Small commits allow for big wins.
Something that I have been using a lot lately is GIT's cherry-pick command. I find the command very useful, and it saves me bunches of time. Here is a quick lesson on what it does and an example use case.
What is GIT cherry-pick? man page
Git cherry-pick allows you to merge a single commit from one branch into another. To use the cherry-pick command follow these steps:
- Check out the branch into which you want to merge the commit. (E.g.: git checkout master)
- Identify the commit hash through your favorite method. You can use git log, a GUI tool such as sourcetree or tower, or if you use GitHub or BitBucket you can use their interface.
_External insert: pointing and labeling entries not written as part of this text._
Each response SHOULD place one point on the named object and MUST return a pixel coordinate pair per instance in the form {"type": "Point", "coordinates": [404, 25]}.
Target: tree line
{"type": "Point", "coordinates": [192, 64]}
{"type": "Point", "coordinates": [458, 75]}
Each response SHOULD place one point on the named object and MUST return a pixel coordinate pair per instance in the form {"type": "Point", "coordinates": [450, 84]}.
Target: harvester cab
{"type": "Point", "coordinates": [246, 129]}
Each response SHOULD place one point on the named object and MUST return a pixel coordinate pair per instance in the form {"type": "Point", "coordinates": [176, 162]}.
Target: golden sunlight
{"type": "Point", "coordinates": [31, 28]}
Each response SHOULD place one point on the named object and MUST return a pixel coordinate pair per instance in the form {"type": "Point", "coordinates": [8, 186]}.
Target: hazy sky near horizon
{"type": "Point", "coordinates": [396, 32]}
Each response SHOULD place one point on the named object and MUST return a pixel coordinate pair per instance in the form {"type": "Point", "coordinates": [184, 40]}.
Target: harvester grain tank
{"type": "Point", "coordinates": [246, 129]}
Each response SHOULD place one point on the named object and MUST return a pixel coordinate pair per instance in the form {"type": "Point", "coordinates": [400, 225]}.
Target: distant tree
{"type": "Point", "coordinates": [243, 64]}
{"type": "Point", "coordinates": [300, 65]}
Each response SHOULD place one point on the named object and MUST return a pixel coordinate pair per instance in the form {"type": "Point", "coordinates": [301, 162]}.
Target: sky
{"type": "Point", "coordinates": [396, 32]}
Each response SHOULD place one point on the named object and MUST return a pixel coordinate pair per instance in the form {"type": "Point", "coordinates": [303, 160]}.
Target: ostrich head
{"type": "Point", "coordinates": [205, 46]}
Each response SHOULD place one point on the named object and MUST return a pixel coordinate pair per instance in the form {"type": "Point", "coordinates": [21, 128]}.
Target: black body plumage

In SWS we use GitHub, so I tend to use that method often. With GitHub you can find the commit hash on the commit list page or on the individual commit page itself. See the screenshots below.
- Pick'em! eg: git cherry-pick 9638d99c89a92350ad2f205f47af24b81ac39a64
- If there is a merge conflict you will have to resolve that with your favorite merge tool, but otherwise you have now successfully pulled in the work from the other branch.
Why would I use this?
That is a good question. Why would you cherry-pick instead of just merging one branch into the other? The short answer is that you cherry-pick when a full branch merge is not possible due to incompatible versions or simply because you do not want everything in the other branch.
A common use case for Drupal module maintainers is when a security vulnerability has been identified and fixed in a Drupal version number and has to be applied to others. For example, if a security fix has been found in the Drupal 6 version of the stanford_events module, then that fix may apply to the Drupal 7 version. Instead of having the developer apply the change manually to the Drupal 7 version that developer can use Git cherry-pick for commit and carry on.